St Hugh's were back on the Challenge last night and fellate me if they haven't taken on some of Cull's advice! Cathani and Webb have lowered the veil of arrogance a little, while boffin-geez on the right has ditched the rugger clobber (this oxbridge duty was enthusiastically assumed by the captain of the winners, St John's). Quaint Quant lady is still a 60s marionette but generally they have learned that style is as important as substance in the media world. Masters degrees to you all!
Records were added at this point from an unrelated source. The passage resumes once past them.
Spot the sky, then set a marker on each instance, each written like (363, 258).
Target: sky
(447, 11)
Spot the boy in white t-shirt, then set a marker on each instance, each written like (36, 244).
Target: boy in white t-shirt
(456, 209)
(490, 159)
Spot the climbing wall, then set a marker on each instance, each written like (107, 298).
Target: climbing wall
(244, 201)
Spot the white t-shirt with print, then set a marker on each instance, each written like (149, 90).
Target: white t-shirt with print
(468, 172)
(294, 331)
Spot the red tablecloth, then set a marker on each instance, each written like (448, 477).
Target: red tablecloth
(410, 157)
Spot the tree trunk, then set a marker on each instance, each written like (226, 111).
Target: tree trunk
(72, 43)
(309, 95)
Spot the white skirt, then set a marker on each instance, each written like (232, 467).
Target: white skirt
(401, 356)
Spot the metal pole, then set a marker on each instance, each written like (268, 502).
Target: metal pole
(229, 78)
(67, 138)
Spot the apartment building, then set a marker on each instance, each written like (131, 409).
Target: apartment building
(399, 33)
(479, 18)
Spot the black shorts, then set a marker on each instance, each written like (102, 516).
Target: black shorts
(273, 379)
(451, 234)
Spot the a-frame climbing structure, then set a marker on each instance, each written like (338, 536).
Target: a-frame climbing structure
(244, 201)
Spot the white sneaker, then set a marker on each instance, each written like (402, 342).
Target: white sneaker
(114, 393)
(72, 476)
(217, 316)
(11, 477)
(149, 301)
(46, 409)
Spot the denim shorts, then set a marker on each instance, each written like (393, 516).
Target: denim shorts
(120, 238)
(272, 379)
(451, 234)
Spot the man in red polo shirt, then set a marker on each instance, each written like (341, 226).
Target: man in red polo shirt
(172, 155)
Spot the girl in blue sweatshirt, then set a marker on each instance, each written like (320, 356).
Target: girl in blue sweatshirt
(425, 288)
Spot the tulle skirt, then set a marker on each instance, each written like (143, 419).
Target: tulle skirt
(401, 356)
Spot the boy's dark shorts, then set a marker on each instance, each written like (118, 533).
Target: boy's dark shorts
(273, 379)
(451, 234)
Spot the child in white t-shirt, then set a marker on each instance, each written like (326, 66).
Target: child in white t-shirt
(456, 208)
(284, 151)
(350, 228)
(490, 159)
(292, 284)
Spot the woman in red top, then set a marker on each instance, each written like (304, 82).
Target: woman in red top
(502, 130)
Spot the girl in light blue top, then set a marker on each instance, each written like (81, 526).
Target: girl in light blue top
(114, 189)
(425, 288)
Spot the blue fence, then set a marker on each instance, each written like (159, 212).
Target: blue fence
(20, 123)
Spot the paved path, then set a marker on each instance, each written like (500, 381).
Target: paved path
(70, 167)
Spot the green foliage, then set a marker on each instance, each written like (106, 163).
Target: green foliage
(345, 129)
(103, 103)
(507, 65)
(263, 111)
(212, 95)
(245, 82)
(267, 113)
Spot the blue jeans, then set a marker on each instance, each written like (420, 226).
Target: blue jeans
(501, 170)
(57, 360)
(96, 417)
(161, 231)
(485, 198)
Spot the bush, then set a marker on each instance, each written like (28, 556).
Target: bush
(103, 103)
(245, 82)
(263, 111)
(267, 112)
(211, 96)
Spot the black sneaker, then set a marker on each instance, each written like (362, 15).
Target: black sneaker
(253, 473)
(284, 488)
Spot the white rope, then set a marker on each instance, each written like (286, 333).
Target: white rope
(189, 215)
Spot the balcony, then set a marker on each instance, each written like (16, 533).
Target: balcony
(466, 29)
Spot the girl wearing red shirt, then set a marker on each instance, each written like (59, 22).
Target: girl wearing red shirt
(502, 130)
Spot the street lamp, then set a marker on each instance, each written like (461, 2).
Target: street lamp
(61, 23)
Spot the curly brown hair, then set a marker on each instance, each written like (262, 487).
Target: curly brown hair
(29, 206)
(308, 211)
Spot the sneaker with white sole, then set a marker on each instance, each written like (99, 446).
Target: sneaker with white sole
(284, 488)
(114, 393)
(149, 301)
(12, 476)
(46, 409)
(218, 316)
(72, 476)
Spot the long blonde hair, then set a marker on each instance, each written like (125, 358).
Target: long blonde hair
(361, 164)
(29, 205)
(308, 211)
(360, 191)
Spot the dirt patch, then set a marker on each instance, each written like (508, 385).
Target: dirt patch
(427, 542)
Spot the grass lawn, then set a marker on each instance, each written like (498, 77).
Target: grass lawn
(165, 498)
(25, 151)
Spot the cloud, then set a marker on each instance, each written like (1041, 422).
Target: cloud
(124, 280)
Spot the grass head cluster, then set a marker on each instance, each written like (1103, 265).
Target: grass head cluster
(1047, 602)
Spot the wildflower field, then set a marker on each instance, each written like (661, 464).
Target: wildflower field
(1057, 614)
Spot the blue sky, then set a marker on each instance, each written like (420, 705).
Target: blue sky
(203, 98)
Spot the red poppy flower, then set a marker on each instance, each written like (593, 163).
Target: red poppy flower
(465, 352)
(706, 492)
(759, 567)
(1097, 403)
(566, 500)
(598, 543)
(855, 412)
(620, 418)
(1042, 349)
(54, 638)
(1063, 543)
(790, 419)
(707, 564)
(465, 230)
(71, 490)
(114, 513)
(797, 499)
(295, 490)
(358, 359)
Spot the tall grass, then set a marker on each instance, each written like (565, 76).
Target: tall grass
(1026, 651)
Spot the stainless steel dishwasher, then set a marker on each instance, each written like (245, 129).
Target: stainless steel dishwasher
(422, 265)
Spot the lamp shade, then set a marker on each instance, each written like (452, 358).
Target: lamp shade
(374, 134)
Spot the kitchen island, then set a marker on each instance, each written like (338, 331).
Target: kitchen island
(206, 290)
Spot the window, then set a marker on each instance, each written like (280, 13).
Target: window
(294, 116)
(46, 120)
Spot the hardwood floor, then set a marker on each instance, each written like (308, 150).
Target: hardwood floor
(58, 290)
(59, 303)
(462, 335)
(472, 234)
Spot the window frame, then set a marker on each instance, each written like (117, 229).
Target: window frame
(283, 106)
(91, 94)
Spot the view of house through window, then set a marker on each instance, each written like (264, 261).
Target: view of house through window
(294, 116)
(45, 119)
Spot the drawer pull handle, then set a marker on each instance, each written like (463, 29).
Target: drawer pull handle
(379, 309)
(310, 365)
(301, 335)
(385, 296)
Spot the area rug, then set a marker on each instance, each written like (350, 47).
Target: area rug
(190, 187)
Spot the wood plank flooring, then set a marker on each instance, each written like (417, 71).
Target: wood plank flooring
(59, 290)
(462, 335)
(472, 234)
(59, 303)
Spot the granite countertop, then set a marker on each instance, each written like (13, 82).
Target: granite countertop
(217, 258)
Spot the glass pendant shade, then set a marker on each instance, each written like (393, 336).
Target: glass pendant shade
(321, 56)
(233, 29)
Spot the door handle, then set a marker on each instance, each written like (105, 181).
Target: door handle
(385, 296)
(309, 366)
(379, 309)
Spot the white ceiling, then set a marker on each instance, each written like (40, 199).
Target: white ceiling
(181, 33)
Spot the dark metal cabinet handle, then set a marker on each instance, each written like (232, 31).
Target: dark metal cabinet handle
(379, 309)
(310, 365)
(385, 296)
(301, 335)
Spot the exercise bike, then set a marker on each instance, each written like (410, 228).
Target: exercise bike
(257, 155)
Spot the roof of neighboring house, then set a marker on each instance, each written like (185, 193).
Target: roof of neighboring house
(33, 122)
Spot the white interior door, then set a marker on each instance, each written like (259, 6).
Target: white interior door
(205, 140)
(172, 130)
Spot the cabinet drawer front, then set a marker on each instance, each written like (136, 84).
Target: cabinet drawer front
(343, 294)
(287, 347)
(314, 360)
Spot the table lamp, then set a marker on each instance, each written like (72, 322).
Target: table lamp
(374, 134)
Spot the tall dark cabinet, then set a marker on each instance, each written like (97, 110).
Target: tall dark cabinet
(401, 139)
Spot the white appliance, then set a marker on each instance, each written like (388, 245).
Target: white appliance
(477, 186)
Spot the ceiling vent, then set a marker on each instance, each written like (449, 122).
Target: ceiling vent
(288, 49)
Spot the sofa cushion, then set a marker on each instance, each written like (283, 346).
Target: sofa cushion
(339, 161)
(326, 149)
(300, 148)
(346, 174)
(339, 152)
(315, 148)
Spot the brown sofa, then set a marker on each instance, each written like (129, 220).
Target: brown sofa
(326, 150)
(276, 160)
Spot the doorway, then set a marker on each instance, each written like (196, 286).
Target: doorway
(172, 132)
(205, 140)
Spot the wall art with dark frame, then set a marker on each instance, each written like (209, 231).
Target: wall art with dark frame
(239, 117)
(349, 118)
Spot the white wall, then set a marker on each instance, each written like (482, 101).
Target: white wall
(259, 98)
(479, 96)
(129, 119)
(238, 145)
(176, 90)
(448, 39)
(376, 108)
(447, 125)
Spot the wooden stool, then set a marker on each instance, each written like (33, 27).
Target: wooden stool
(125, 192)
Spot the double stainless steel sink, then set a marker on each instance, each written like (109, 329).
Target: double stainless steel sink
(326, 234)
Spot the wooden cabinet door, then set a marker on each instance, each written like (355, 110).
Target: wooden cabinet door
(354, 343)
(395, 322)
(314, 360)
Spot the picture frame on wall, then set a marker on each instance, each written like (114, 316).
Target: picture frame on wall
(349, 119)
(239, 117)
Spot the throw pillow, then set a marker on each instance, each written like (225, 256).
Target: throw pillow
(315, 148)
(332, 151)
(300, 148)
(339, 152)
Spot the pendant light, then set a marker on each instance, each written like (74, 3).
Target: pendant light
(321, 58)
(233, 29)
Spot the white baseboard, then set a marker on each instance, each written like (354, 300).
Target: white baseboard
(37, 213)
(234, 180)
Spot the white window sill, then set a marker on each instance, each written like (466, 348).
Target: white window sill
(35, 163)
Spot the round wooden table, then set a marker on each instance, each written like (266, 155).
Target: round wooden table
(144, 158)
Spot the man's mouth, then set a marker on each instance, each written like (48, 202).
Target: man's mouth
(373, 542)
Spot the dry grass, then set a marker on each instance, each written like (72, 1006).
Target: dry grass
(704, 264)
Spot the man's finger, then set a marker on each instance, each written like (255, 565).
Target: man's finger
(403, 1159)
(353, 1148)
[ Munzl 10/01/2006 16:33:30 :: web]

Friday, September 02, 2005
  Greed is all good

Woke up this morning to a beautiful vignette on Radio 1 FM (which station the alarm is locked on to for geoff-knows-what reason). Basking in the Indian summer, fat Yorkshire idiot Chris Moyles and plastic Scouser “Comedy Dave”, so suffixed because he isn’t funny at all, were going on about how they could do with a camper van so they could take off to places like Blackpool and Cornwall for outside broadcasts. Seeing as they’re only on a paltry BBC stipend, neither could countenance forking out on such an indulgence. Thoughts turned quickly to those who would be more able to – Premiershit footballers. Shaun Wright Phillips is on £60K, someone else on £70K, Rio Ferdinand even on £100k (this is weekly, for the soccer ingénues). They could fund the project.



Minutes later and Rio’s on the phone! (It had nothing to do with his agent alerting him of this careerist opportunity, we are assured.). I’ll buy you a van, he said. But, having just emerged from months of negotiation at OT caring not for the boos from the Reds, stayed true to character. Playing hardball, you gotta do summink in return, he warned. Perhaps a video message from Jay-Z, or for the Toffee and the Loiner to wear Utd shirts in Leicester Square for a day.

I switched off as the matey banter between infamous’ continued. Maybe something “for charity” was introduced into this grotesque transaction. Probably the two DJs agreed to wear the Red top, ever ready to sacrifice principles for products. Definitely any mention about the defender’s ridiculous wages and part in the corruption of our game was avoided.

You come on our “show” Rio and you’ll get culled son.